Option 3) This has to be my clear favorite; explain to her that if you must choose to shout racist comments whilst half hanging out of the window than please put an iota of effort into it, come up with something witty, cleaver, something that would have required the warming up of a brain cell or two on my part. There is no reason whatsoever to resort to a cliché like 'paki'. Off the top of my head, with absolutely no thought or effort: “why don't you get back on the boat and go back to where you came from” as I had just come off the ferry that may have worked. I'm not saying use the insult I thought up, I'm just saying that if I can come up with this in the 30 meters it takes me to get to a set of traffic lights than surly a racist can do much better!
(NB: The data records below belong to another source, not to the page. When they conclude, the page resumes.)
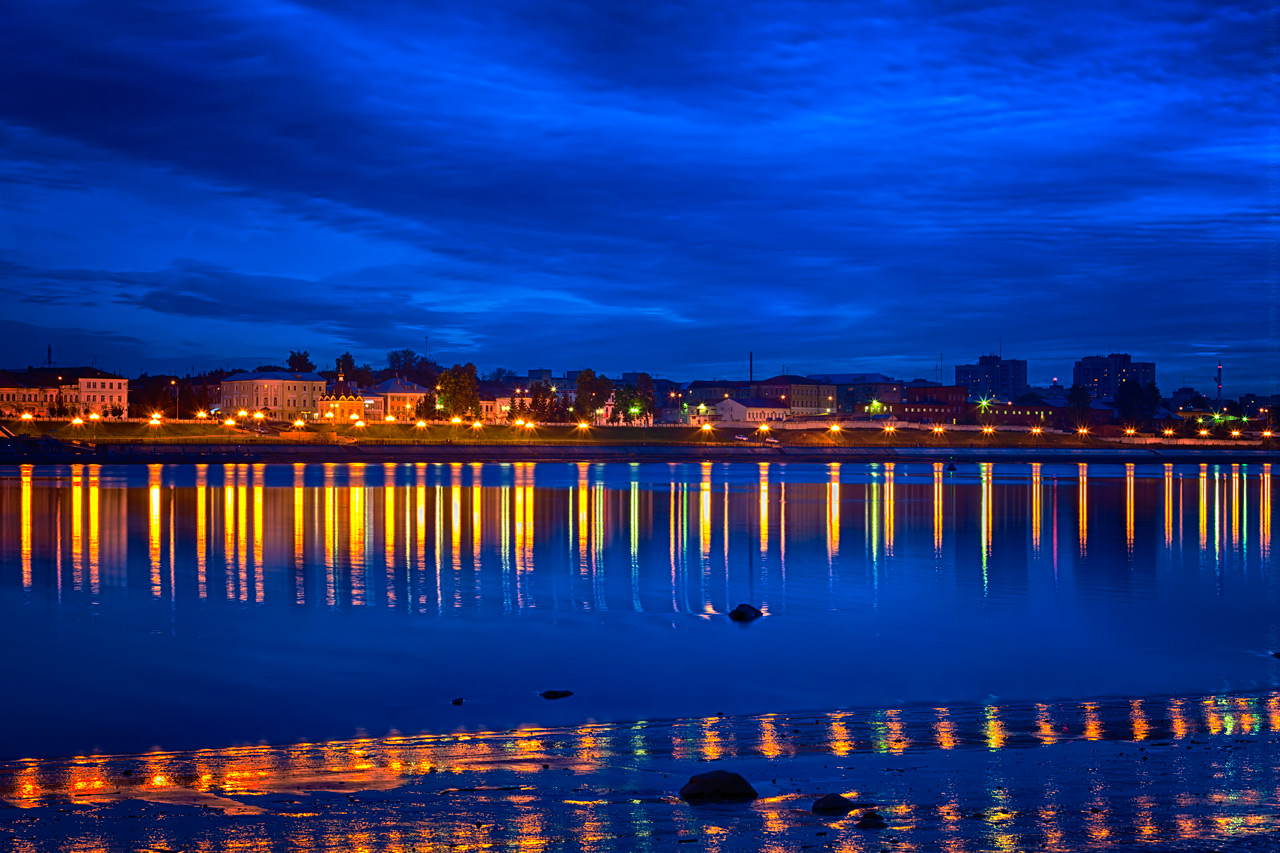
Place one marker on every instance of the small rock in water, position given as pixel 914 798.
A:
pixel 717 787
pixel 833 804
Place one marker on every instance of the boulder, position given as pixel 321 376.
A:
pixel 718 787
pixel 833 804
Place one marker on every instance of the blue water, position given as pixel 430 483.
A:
pixel 202 606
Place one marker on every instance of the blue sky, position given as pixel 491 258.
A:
pixel 632 186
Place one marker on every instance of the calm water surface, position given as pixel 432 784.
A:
pixel 204 606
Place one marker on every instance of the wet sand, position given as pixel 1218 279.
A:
pixel 1159 775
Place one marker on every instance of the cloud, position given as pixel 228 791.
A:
pixel 649 183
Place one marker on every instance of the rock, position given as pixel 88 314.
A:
pixel 833 804
pixel 717 787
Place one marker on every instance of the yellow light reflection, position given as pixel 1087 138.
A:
pixel 832 514
pixel 1083 509
pixel 888 510
pixel 1128 505
pixel 24 520
pixel 1037 506
pixel 154 527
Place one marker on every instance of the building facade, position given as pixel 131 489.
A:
pixel 993 378
pixel 63 392
pixel 278 395
pixel 1102 375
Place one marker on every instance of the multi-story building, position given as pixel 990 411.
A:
pixel 1102 375
pixel 750 410
pixel 993 378
pixel 54 392
pixel 853 391
pixel 277 393
pixel 803 396
pixel 401 397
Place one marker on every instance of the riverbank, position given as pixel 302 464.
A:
pixel 533 452
pixel 1166 775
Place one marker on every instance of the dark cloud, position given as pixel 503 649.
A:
pixel 648 185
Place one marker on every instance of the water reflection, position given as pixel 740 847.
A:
pixel 512 788
pixel 878 557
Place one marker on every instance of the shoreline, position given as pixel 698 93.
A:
pixel 272 452
pixel 1166 774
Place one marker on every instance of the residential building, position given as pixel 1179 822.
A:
pixel 1102 375
pixel 279 395
pixel 754 410
pixel 803 396
pixel 401 397
pixel 853 391
pixel 55 392
pixel 993 378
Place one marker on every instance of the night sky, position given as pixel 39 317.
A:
pixel 640 185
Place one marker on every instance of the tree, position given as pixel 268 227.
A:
pixel 300 361
pixel 457 391
pixel 1078 398
pixel 593 393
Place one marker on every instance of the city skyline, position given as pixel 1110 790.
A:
pixel 656 187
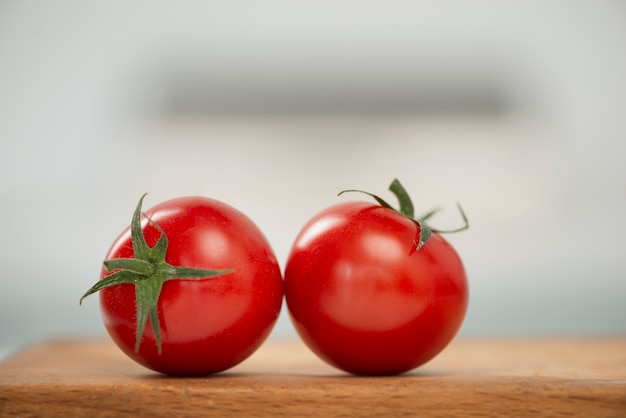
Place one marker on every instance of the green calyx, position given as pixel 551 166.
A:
pixel 147 272
pixel 407 209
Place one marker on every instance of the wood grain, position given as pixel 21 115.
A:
pixel 472 377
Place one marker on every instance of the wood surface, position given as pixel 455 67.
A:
pixel 549 377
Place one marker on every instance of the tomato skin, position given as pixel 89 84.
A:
pixel 208 325
pixel 363 299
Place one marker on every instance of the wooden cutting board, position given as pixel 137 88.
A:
pixel 472 377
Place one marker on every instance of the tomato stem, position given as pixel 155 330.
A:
pixel 147 272
pixel 406 209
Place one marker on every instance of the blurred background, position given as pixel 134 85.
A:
pixel 515 109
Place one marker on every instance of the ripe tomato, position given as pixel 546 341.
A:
pixel 367 295
pixel 202 275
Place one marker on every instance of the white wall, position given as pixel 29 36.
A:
pixel 86 93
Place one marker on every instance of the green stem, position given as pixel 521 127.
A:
pixel 406 209
pixel 147 272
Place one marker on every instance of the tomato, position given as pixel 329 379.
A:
pixel 372 291
pixel 204 278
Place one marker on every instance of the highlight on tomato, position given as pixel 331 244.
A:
pixel 373 290
pixel 191 287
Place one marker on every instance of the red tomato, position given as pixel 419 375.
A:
pixel 362 295
pixel 204 325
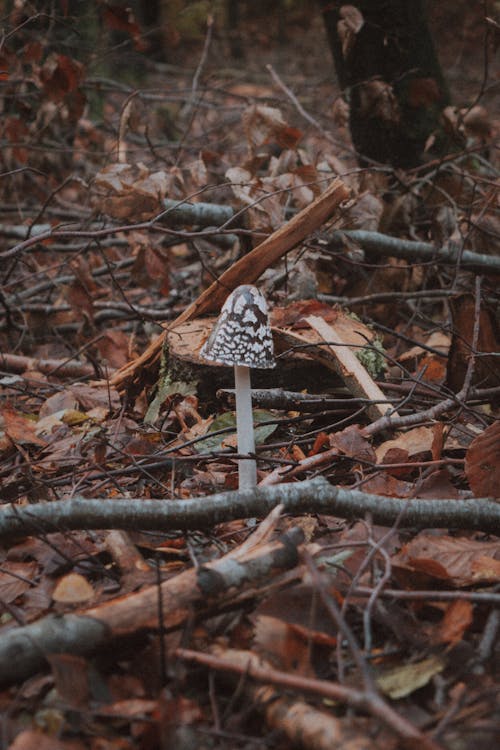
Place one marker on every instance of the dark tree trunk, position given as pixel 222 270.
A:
pixel 386 62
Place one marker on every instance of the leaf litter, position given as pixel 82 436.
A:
pixel 318 616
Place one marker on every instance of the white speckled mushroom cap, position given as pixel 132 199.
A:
pixel 242 335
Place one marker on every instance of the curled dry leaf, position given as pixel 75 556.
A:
pixel 266 125
pixel 73 589
pixel 456 560
pixel 482 463
pixel 351 22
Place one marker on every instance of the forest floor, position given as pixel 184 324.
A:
pixel 352 599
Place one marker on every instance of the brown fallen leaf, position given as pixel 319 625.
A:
pixel 454 560
pixel 482 463
pixel 73 589
pixel 457 618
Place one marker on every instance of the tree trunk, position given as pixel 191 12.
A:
pixel 386 62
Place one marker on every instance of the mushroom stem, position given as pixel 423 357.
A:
pixel 247 467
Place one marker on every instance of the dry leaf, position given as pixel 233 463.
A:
pixel 482 463
pixel 72 589
pixel 404 680
pixel 456 620
pixel 455 560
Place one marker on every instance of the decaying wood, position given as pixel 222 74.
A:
pixel 310 496
pixel 303 724
pixel 246 270
pixel 350 369
pixel 23 651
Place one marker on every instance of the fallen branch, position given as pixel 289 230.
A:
pixel 23 650
pixel 310 496
pixel 245 271
pixel 294 716
pixel 412 251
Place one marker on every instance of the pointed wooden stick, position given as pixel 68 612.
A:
pixel 246 270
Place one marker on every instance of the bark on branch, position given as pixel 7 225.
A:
pixel 23 650
pixel 310 496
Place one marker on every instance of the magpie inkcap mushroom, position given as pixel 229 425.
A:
pixel 242 338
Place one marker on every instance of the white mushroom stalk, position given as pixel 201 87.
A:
pixel 242 338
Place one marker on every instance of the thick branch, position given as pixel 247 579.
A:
pixel 411 251
pixel 311 496
pixel 23 650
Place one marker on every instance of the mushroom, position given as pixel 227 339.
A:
pixel 242 338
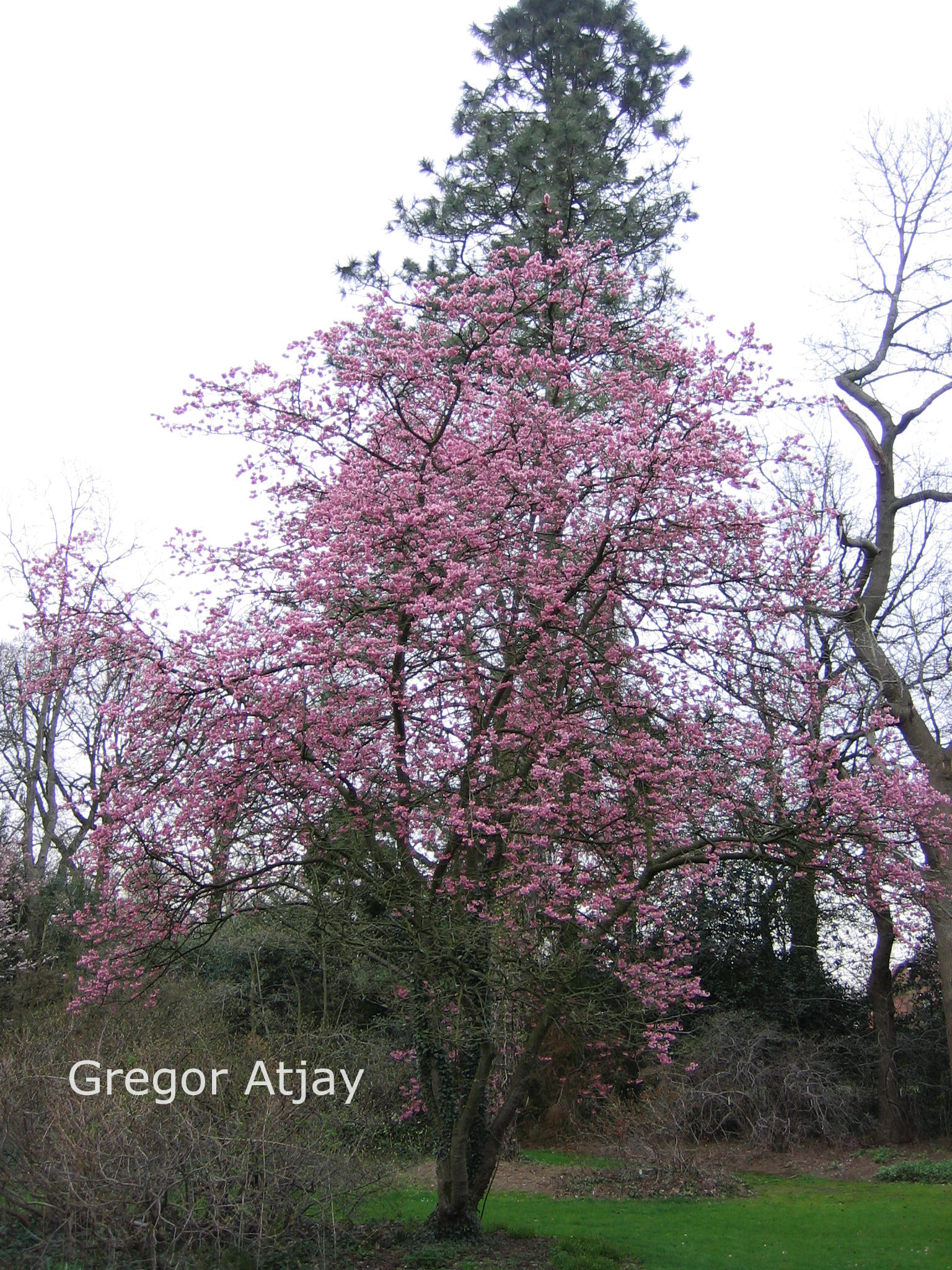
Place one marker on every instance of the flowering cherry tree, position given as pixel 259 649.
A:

I didn't go with this option as when I start a “if you must be racist than at least put some wit into it” rant, I can go on for a while and I didn't feel I had the time for this, besides, I fear it would have been lost on them.

Option 4) Sarcasm; but I didn't really feel like talking to her. The plan being I pull up in front of them, laugh and give them a really sarcastic 'thumbs up', this clearly can't be lost on them as surly there is no way I would have found the comment amusing or funny so they would know that I was being sarcastic.

I get to the lights and weigh up the four options I have and decide to go with number four, followed by a quick exit towards the standstill traffic in front of me, on the off chance they choose to follow me. I give them the thumbs up and judging by the blank faces looking back at me, I fear my sarcasm was lost on them....

5 comments:

Sofi said...

if some/any one called me a paki I would call them one straight back. and find it amusing in the process.

Hattie said...

I can't believe this. I forget that there are so many obnoxious half-wits in the world. I wish I could find that couple and read them your post on the matter, in the hope that your very intelligent, witty and thoughtful response would shame them. However, as you say, it would be lost on them.

Josh said...

Sofi, I agree, in this day and age it's almost impossible to find such pettiness offensive but it certainly is amusing!

Hattie, Amazingly such people do still exist (though, thankfully, it's quite rare), it truly was a jaw dropping moment especially as it was completely unwarranted. Finding them and offering witty parting shot would be quite a noble thing to do but, generally speaking, it's just not worth it! Thanks for your kind words.

Ariane said...

Bloody hell Josh, I'm sorry you had to go through that! I know how it feels (an old man did it to me last year) and I think it's a combination of shock, disbelief and anger. Like, "Did I really just hear that correctly in 2008?"

Great post. Those kinds of comments only come from people with no hope or future to look forward to - the opposite of you.

Josh said...

No need to be sorry, if you take away this little blemish, it was a great ride! But your right, I was more shocked at the fact people still say that than anything personal.